La aplicación simplista de los famosos descubrimientos de Mendel tuvo efectos desoladores: "En ese contexto surgieron las ideas de que la genética también podía ser una herramienta para poner orden a las sociedades humanas. No solo para la prevención de enfermedades hereditarias, sino también para erradicar la pobreza y la delincuencia. En definitiva, para mejorar la raza. Se pensó que la gente se estaba debilitando demasiado a medida que abandonaban la agricultura y se trasladaban a las ciudades. Estas corrientes de pensamiento se extendieron a casi todo el espectro político: socialdemócratas, conservadores, liberales, la Unión de Campesinos, todos tenían sus razones para defender la eugenesia, es decir, la aplicación de las leyes biológicas al perfeccionamiento de la especie humana”.
Pronto la teoría se trasladó a la acción científica y política: en 1922 se fundó en Uppsala el Instituto Estatal de Biología Racial (SIFR, por sus siglas en sueco), el primer centro del mundo destinado a investigar la eugenesia, y que sería pronto imitado por el alemán Instituto Kaiser Wilhelm de Antropología, auténtico think tank del Holocausto y con el que colaboró el mismísimo Josef Mengele. Al frente del SIRF estaba el médico Herman Lundborg, un acérrimo defensor de la llamada "antropología física", y que pretendió clasificar a toda la población sueca en categorías como "tipo germánico", "tipo sami", "tipo gitano" y "tipo vagabundo". Una de las herramientas que empleaba para ello era medir a los individuos, con especial interés por los cráneos, y para ello dedicaba largos períodos en los que iba visitando a las comunidades laponas. Pero sus intentos de demostrar que éstos eran braquicéfalos (de cráneo corto) frente a los germanos, que serían dolicocéfalos (de cráneo largo) se estrellaron una y otra vez contra la realidad.
Lundborg se jubiló a mediados de los años treinta, pero continuó su labor en Heidelberg (Alemania), en cuya universidad trabajaba el líder nazi y biólogo racial Hans F.K. Günther. Allí se volvió cada vez más antisemita, y culpó a los judíos de que el instituto, tras su marcha, hubiera abandonado la antropología física. Aunque no del todo: aún en 1947, cuando los efectos del Holocausto eran bien conocidos, la Oficina de Turismo sueca publicaba un libro sobre los lapones suecos de las montañas, que incluía un capítulo titulado Raza y carácter, donde se vertían comentarios discriminatorios y una multitud de estereotipos racistas: en un momento dado, el autor hablaba de la "astucia y codicia" de los samis, y citaba la frase de un conocido que afirmaba: "Prefiero hacer negocios con diez judíos".
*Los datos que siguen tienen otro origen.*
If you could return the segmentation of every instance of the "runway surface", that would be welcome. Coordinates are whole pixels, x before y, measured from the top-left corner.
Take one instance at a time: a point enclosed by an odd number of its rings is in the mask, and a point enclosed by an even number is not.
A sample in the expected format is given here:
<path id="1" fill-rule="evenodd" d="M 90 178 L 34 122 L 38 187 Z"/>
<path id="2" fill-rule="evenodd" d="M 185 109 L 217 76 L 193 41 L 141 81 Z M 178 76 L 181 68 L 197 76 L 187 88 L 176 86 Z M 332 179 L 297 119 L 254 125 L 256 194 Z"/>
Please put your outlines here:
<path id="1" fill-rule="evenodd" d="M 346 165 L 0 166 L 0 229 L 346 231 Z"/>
El propio SIFR tardó en cambiar su nombre hasta la década de 1950, para llamarse finalmente Departamento de Genética Médica. Los sami, por motivos obvios, se resisten ahora a los genetistas que pretenden estudiarles. Y sobre todo, persiste la inquietante sensación de que, como los virus conservados en el permafrost, el mal sólo esté esperando que el clima de odio alcance temperatura suficiente para volver.